There is RunnerOptions already. Its options are populated by querying the
job service. Any portable runner is able to provide a list of options that
is runner specific through that mechanism.

*From: *Reza Rokni <r...@google.com>
*Date: *Mon, May 6, 2019 at 2:57 PM
*To: * <dev@beam.apache.org>

So the options here would be moved to runner options?
>
> https://beam.apache.org/releases/pydoc/2.12.0/_modules/apache_beam/options/pipeline_options.html#WorkerOptions
>
> In Java they are in DataflowPipelineWorkerPoolOptions and of course we
> have FlinkPipelineOptions etc...
>
> *From: *Chamikara Jayalath <chamik...@google.com>
> *Date: *Tue, 7 May 2019 at 05:29
> *To: *dev
>
>
>> On Mon, May 6, 2019 at 2:13 PM Lukasz Cwik <lc...@google.com> wrote:
>>
>>> There were also discussions[1] in the past about scoping PipelineOptions
>>> to specific PTransforms. Would scoping PipelineOptions to PTransforms make
>>> this a more general solution?
>>>
>>> 1:
>>> https://lists.apache.org/thread.html/05f849d39788cb0af840cb9e86ca631586783947eb4e5a1774b647d1@%3Cdev.beam.apache.org%3E
>>>
>>
>> Is this just for pipeline construction time or also for runtime ? Trying
>> to scope options for transforms at runtime might complicate things in the
>> presence of optimizations such as fusion.
>>
>>
>>>
>>> On Mon, May 6, 2019 at 12:02 PM Ankur Goenka <goe...@google.com> wrote:
>>>
>>>> Having namespaces for option makes sense.

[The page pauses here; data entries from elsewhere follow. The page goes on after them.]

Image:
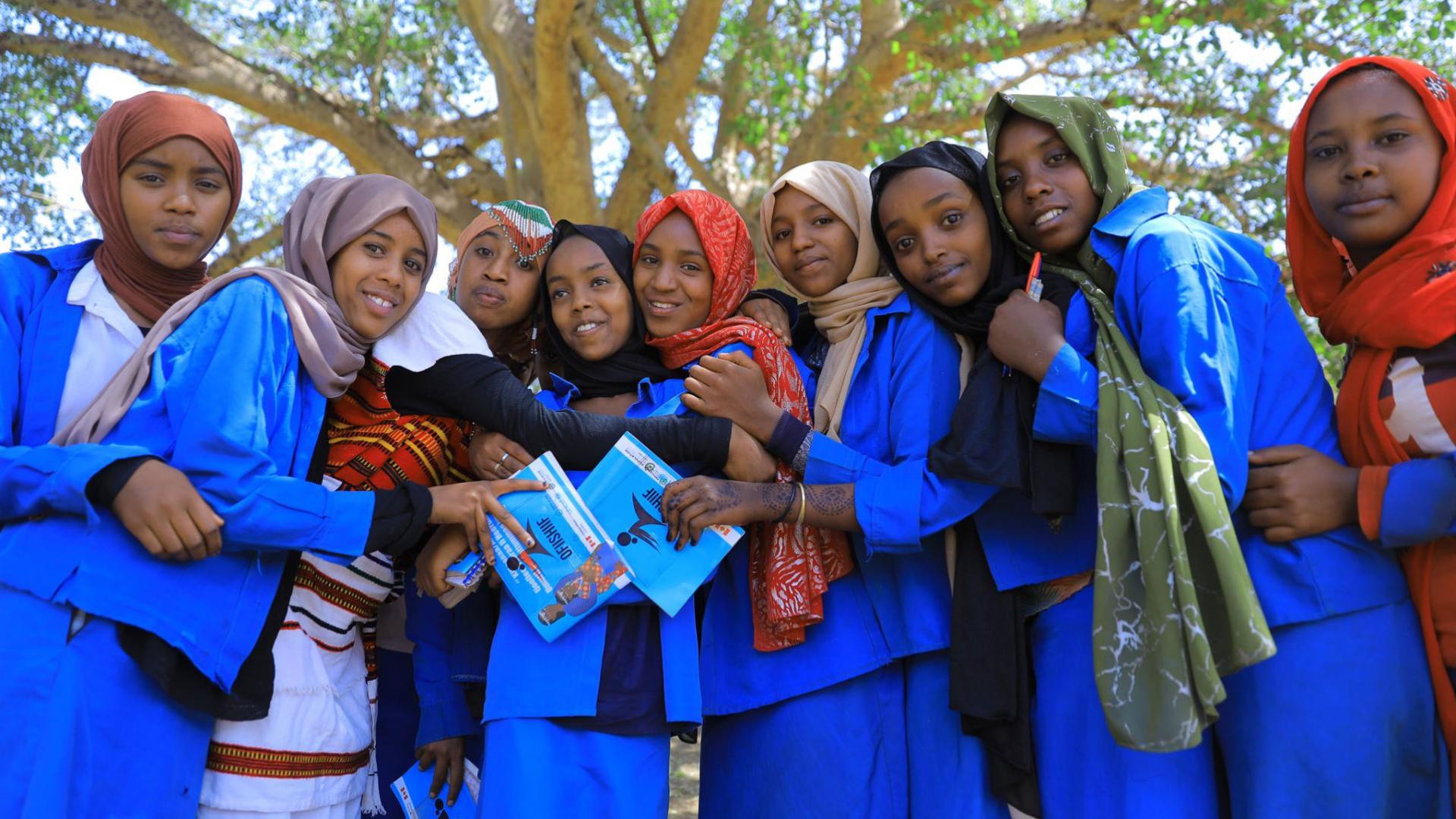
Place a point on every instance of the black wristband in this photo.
(107, 484)
(788, 436)
(400, 519)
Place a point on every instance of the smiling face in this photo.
(588, 302)
(813, 248)
(1047, 197)
(378, 276)
(672, 276)
(1372, 162)
(938, 235)
(492, 284)
(175, 199)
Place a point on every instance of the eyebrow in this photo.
(158, 164)
(150, 162)
(1376, 121)
(929, 203)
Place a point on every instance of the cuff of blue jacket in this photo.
(1066, 404)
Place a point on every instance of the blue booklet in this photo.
(625, 491)
(413, 792)
(568, 572)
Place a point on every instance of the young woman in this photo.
(124, 661)
(1372, 184)
(886, 390)
(1191, 334)
(497, 280)
(603, 700)
(164, 177)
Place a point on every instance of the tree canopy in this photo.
(590, 107)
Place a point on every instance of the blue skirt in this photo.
(98, 736)
(535, 768)
(884, 744)
(1081, 768)
(1341, 722)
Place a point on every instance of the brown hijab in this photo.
(127, 130)
(325, 218)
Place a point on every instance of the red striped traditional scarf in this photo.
(789, 567)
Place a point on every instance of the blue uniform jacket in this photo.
(1420, 502)
(231, 406)
(36, 352)
(532, 678)
(450, 649)
(1206, 309)
(897, 601)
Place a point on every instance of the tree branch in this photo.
(667, 99)
(201, 66)
(376, 77)
(245, 251)
(145, 69)
(647, 31)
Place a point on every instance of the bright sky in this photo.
(112, 85)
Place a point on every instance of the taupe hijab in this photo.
(325, 218)
(840, 312)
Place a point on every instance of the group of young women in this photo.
(1049, 506)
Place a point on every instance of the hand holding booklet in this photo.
(595, 541)
(625, 491)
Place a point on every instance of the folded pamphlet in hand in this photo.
(625, 491)
(568, 570)
(413, 792)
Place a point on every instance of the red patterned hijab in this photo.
(1405, 297)
(789, 567)
(127, 130)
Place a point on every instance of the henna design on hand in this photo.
(830, 500)
(778, 500)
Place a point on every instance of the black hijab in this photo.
(989, 444)
(995, 409)
(620, 372)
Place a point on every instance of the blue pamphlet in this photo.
(568, 572)
(413, 792)
(625, 491)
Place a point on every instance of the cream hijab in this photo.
(327, 216)
(840, 312)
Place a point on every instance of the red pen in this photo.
(1034, 279)
(1033, 289)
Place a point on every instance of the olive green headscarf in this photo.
(1174, 605)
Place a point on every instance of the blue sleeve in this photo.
(1200, 335)
(232, 390)
(1419, 502)
(46, 479)
(443, 711)
(902, 502)
(1066, 403)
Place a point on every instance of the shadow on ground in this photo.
(683, 781)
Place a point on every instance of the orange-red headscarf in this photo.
(789, 567)
(127, 130)
(1405, 297)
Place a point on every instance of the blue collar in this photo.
(1133, 213)
(566, 392)
(897, 305)
(1111, 234)
(66, 259)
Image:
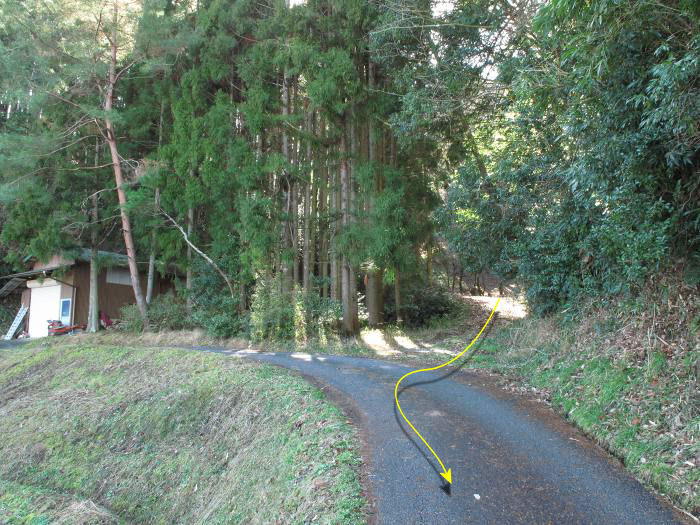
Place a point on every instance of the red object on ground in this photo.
(105, 321)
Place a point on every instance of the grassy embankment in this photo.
(97, 434)
(627, 373)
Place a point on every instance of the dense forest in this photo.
(317, 165)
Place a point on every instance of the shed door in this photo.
(44, 306)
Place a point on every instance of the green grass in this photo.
(98, 434)
(644, 409)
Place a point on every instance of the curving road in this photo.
(512, 460)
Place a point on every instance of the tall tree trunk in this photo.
(308, 210)
(93, 324)
(188, 274)
(375, 277)
(334, 203)
(152, 256)
(322, 213)
(287, 282)
(397, 295)
(118, 176)
(156, 208)
(348, 285)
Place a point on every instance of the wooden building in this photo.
(59, 289)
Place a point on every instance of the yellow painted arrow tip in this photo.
(447, 475)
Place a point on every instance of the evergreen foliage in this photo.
(319, 154)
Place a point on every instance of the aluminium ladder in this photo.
(15, 324)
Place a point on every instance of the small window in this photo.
(118, 276)
(65, 311)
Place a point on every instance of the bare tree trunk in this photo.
(152, 257)
(334, 201)
(154, 231)
(375, 277)
(323, 218)
(287, 281)
(429, 262)
(119, 178)
(308, 211)
(93, 324)
(348, 286)
(397, 295)
(188, 274)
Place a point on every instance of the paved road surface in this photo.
(525, 464)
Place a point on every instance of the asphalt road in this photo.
(512, 462)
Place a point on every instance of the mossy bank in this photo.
(99, 434)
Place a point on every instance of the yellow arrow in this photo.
(447, 473)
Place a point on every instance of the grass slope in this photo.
(111, 435)
(624, 379)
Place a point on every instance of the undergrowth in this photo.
(627, 373)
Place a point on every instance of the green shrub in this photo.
(419, 305)
(275, 315)
(165, 312)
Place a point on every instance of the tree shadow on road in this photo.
(444, 486)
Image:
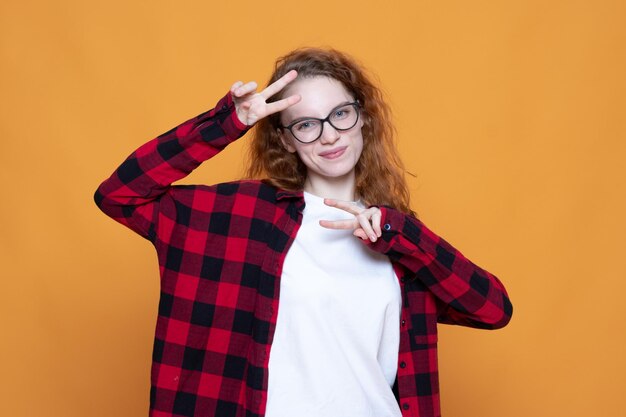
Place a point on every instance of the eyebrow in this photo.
(299, 119)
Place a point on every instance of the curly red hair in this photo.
(379, 172)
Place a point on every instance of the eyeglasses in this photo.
(343, 117)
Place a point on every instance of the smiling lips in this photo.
(333, 153)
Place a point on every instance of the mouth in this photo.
(333, 153)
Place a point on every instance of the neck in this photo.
(343, 188)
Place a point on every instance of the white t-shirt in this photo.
(335, 349)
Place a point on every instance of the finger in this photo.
(281, 105)
(279, 84)
(364, 222)
(343, 205)
(376, 218)
(360, 234)
(236, 86)
(339, 224)
(245, 89)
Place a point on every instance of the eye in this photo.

>>>> I think, along with a help command to print all the options given the
>>>> runner name will be useful.
>>>> As for the scope of name spacing, I think that assigning a logical name
>>>> space gives more flexibility around how and where we declare options. It
>>>> also make future refactoring possible.
>>>>
>>>>
>>>> On Mon, May 6, 2019 at 7:50 AM Maximilian Michels <m...@apache.org>
>>>> wrote:
>>>>
>>>>> Good points. As already mentioned there is no namespacing between the
>>>>> different pipeline option classes. In particular, there is no separate
>>>>> namespace for system and user options which is most concerning.
>>>>>
>>>>> I'm in favor of an optional namespace using the class name of the
>>>>> defining pipeline option class. That way we would at least be able to
>>>>> resolve duplicate option names. For example, if there were was
>>>>> "optionX"
>>>>> in class A and B, we could use "A#optionX" to refer to it from class A.
>>>>>
>>>>
>> I think this solves the original problem. Runner specific options will
>> have unique names that includes the runner (in options class). I guess to
>> be complete we also have to include the package (module for Python) ?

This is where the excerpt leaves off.